HARRISBURG – The Senate Law and Justice Committee advanced two significant pieces of legislation to statutorily implement allowances provided to the restaurant and medical marijuana industries during the COVID-19 pandemic, in addition to expanding consumer access to spirit-based Ready-to-Drink cocktails, according to Committee Chairman Senator Mike Regan.
“The one good thing to come from the COVID-19 shutdown was the recognition that Pennsylvania’s businesses do not need to be constrained by overregulation from state government,” said Regan. “The measures the Committee advanced today recognize this and will allow two major industries in Pennsylvania to continue rebuilding and growing in the wake of the pandemic.”
House Bill 1154 makes permanent the sale of mixed drinks to-go by restaurant or hotel licensees for off-premise consumption. Originally, mixed drinks to-go was a temporary measure allowed during the COVID-19 disaster declaration. A licensee that chooses to sell mixed drinks to-go must display a sign that the product is to be transported in an area of the vehicle that is not readily accessible to the driver, and each drink must be affixed with a label designating that it contains alcohol.
The Committee amended HB 1154 to provide additional COVID provisions on a temporary basis to allow for extended licensed premises for outdoor dining, off-premise catering permits without restrictions, the waiving of fees, and an additional year of safekeeping of liquor licenses by licensees that are not able to operate. The amendment to HB 1154 also allows a holder of a liquor license to sell their stock of liquor and wine to another license holder when they close their business.

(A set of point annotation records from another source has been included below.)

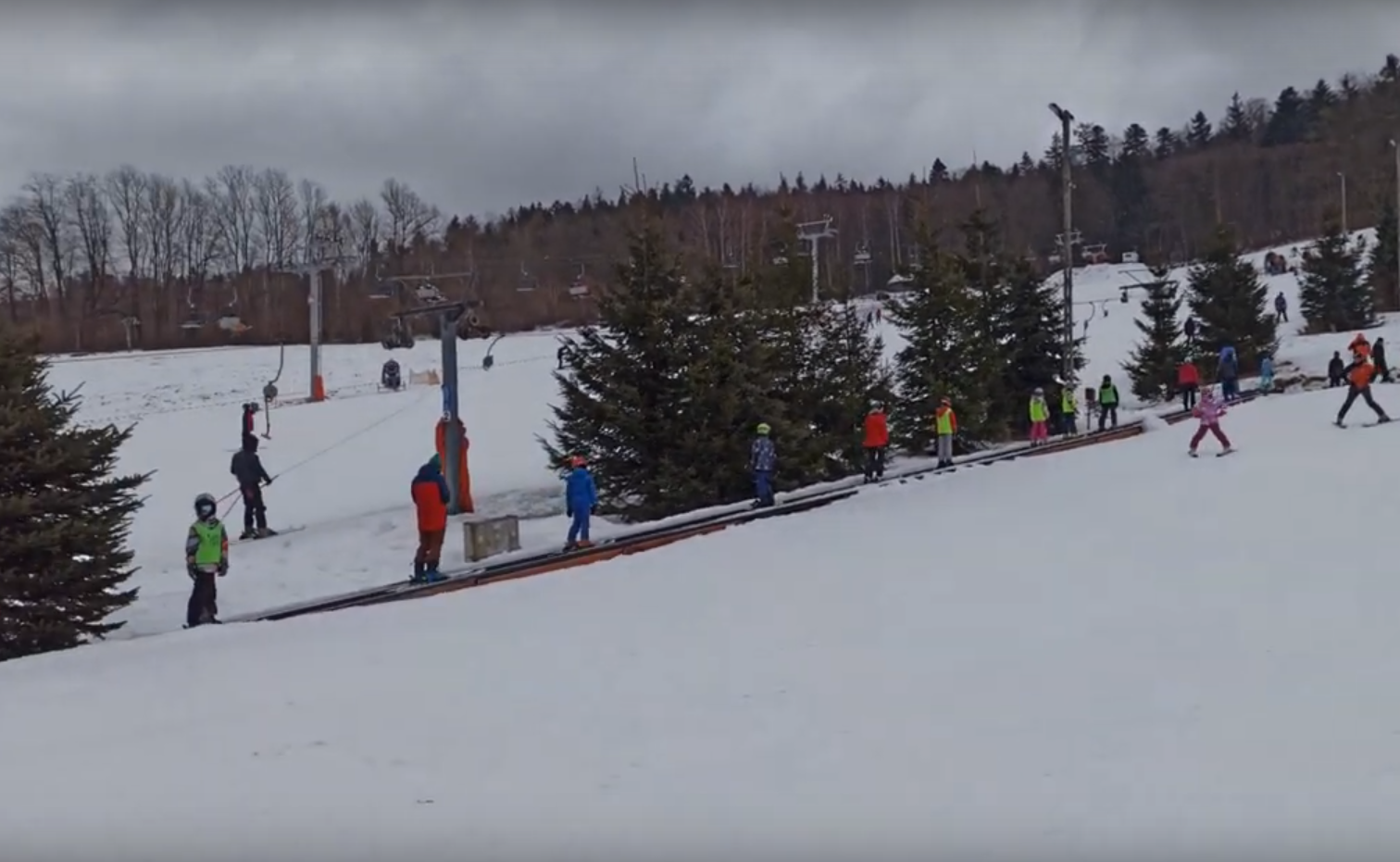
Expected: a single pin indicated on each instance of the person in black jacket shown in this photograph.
(246, 468)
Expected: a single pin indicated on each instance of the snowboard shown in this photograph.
(283, 532)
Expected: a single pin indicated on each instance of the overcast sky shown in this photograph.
(481, 106)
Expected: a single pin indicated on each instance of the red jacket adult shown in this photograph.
(877, 430)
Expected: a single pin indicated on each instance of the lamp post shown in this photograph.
(1343, 178)
(1067, 240)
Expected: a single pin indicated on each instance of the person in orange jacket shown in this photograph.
(464, 475)
(1358, 378)
(945, 427)
(875, 443)
(430, 498)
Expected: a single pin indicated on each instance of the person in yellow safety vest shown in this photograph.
(1039, 419)
(945, 427)
(1069, 410)
(1107, 402)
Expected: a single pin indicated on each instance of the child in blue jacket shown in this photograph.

Additionally, HB 1154 was amended to allow for a different type of product called Ready-to-Drink cocktails, or RTDs, to be sold by liquor licensees, including restaurants, grocery stores, convenience stores, and beer distributors, for off-premise consumption.
“These cocktails are not to be confused with mixed drinks to-go, which are made by bartenders in a restaurant and put in a to-go cup for consumers,” said Regan. “RTDs are manufactured and sold in sealed containers with a known ingredient list and alcohol content.”
The total maximum alcohol by volume content, or ABV, allowed for sale under the legislation is 12.5%, comparable to many beer products available for sale to consumers. Container size would also be limited to 16 ounces with a maximum total sale for off-premise consumption of 192 fluid ounces, with the exception of sales by beer distributors.
“The way in which liquor is sold in Pennsylvania is evolving, and consumers want both better selection and more convenience when purchasing products,” said Regan. “This is a common-sense measure that will significantly increase state revenue while helping businesses across the Commonwealth.”
The committee also adopted House Bill 1024, which amends the Medical Marijuana Act to update provisions regarding caregivers, COVID-19 waivers, and background checks.
Most notably, the bill allows for the dispensing of a 90-day supply of medical marijuana, up from the current 30-day supply, and permanently allows for curbside dispensing, which was a COVID-19 provision. The bill was amended to allow a dispensary to have a physician or pharmacist available either in person or remotely.
“Pennsylvania’s medical marijuana industry has proven itself responsible throughout the few years of its existence, and especially through COVID,” stated Regan. “Dispensaries are dealing with patients who deserve the same conveniences as anyone else in communicating via telemedicine with a physician or pharmacist or picking up their prescription without having to get out of their car.”
House Bill 1024 was also amended to provide those who have been convicted of a non-violent felony offense to be affiliated with a medical marijuana organization if 10 years have passed since their most recent felony sentence.